Rozdział IVa unijnej dyrektywy mówi o tym, że państwa członkowskie mają dwie opcje do wyboru:
- pierwsza to nałożenie na składy węgla, stacje paliw i dostawców gazu obowiązków takich, jakie dziś mają na fabryki czy elektrociepłownie.
- drugim rozwiązaniem jest nałożenie równoważnego w skutkach podatku od tych paliw.
Ceny paliw wzrosną o 53 grosze. Efekt nowego podatku
Analitycy wskazują, że w przypadku wdrożenia unijnych przepisów pojawi się nowy podatek podobny do akcyzy, który uderzy najpierw sprzedawców paliw, gazu i węgla. Jednak na świecie nie ma nic za darmo, stąd dodatkowe obciążenia naturalnie odczują m.in. kierowcy.
Paliwa samochodowe zdrożeją nawet o 53 gr na litrze. Biorąc pod uwagę, że dziś olej napędowy kosztuje 6,70 zł/l, to po wejściu w życie nowych przepisów cena diesla na stacji doszłaby do poziomu 7,23 zł/l. Z kolei cena węgla wzrośnie o połowę (tona kosztuje obecnie ok. 1100 zł).
Kiedy nowy podatek wejdzie w życie? Podano datę
Nowy podatek na podobieństwo akcyzy miałby wejść w życie w 2027 r. Analitycy wyliczają, że wpływy budżetowe z tytułu daniny od paliw wyniosłyby 5 mld zł, od węgla – 17 mld zł, a od gazu – 3 mld zł.

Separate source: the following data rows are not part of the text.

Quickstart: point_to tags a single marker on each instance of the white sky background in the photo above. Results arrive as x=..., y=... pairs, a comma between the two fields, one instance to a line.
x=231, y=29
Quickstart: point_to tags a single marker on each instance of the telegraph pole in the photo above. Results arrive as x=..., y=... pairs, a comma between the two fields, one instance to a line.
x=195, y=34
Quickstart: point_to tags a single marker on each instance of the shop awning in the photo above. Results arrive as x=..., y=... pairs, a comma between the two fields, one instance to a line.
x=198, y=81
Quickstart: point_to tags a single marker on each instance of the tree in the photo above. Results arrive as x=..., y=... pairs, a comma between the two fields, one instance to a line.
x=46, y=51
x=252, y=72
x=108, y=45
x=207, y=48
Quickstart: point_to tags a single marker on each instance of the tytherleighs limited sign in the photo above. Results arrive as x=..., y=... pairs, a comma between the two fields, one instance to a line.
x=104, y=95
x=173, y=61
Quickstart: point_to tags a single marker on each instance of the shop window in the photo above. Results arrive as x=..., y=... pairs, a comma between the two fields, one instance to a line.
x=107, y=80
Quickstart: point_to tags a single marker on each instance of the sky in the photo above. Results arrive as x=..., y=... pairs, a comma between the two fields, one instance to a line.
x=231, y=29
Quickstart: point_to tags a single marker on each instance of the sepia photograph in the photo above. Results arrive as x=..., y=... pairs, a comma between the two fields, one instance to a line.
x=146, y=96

Ile dziś kosztuje benzyna 95? Paliwo ciągle drożeje
Benzyna 95 podrożała o 8 groszy i kosztuje 6,64 zł/l - podaje e-petrol.pl. Szlachetniejsza benzyna 98 to zwyżka o 10 groszy do poziomu 7,29 zł/l. Od drugiej połowy marca litr oleju napędowego kosztuje średnio 6,69 zł. Jedynie gaz LPG tanieje - za litr płaci się 2,87 zł, czyli o 2 grosze mniej niż tydzień temu.